JavaScript Delete Operator

This article will discuss the delete operator available in JavaScript. Relative deletion is a lesser-known operator in JavaScript. This operator is more specifically used to remove properties from JavaScript objects.

 The JavaScript methods pop(), shift(), or splice() are available to remove an element from an array.
But because there are key-value pairs in an object, deletion is more complicated.

Note – The delete operator only works on objects and not on variables or functions.

Syntax:

delete object
// or
delete object.property
// or
delete object['property']

Parameter: It does not take any parameter.

Return type: This operator returns true if it removes an attribute. When deleting a non-existing object property, it returns true but does not affect the object. However, attempting to remove a variable or function will return an incorrect value.

Below are examples of the delete Operator.

Example: JavaScript

let emp = { 
    firstName: "Raj"
    lastName: "Kumar"
    salary: 40000 
 
console.log(delete emp.salary);
console.log(emp);

Output:

true
{"firstName":"Raj","lastName":"Kumar"}

Example 2: Let’s assume an object called person has three key-value pairs (i.e. first name, lastName and phone). Now we will use delete operator to delete the phone property will return true.

JavaScript

let person = {
    firstName: "John",
    lastName: "Doe",
    phone: 12345
}
 
console.log(delete person.phone);
console.log(person);

Output: 

Javascript

As the above picture shows, delete person.phone returns true and logging the person object shows that the phone property is removed, and it doesn’t exist in object.

Let’s try applying the delete operator for deleting a variable and a function.

Example 3: JavaScript

let num = 5;
let sum = (a, b) => {
    return a + b;
}
 
console.log(delete num); //false
console.log(delete sum); //false

Output:

false
false

Since the delete operator does not work on variables or functions, it returns false, and the actual variables and functions remain the same.

Another thing to note is that this operator does not remove the value of the attribute, but instead the attribute itself.

Example 4:

JavaScript

let person = {
  firstName: "John",
  lastName: "Doe",
  phone: 12345
}
 
let phone = person.phone;
 
console.log(delete person.phone); //true
console.log(phone); //12345

As objects are reference types, so both the person.phone and phone variable will refer to the same memory address.

Output:

true
12345

The output shows that the delete operator has deleted the property but the value still exists on the memory.

Exception: Global variables can be deleted using the delete operator. Because global variables are properties of the window object, and because delete operates on objects, the variable is deleted.

Example: JavaScript

toDelete = 5;
 
// true
console.log(delete toDelete);
 
// toDelete is not defined
console.log(toDelete);

Do not use var, let or const keywords, the variable is defined as a global variable and it will act as an object property.

Output:

true
Uncaught Reference Error: toDelete is not defined

The delete toDelete returns true and trying to access the variable after deleting it throws a reference error as the variable is not defined anymore.

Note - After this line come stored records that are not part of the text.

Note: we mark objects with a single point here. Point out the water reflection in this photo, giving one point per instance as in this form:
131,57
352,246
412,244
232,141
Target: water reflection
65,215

Deleting Array Values Using delete: JavaScript arrays are ultimately objects. So, the delete operator can be used. But this will cause problem because after removing the element from the array, this operator will show empty position and will not update the length of the array.

Example: JavaScript

let arr = [1, 2, 3]
 
console.log(delete arr[0]); //true
console.log(arr); //[empty, 2, 3]

Output: 

Javascript

So, using pop(), shift(), or splice() methods is clearly a better approach to deleting array elements.

Conclusion: There are other ways that developers use, such as setting the value of an object property to null or undefined. But the property will always exist on the object, and some operators like the for in loop will always show the presence of a null or undefined property.

Using the delete property in a loop slows down the program significantly. Therefore, this method should only be used when it is absolutely necessary to remove an object property.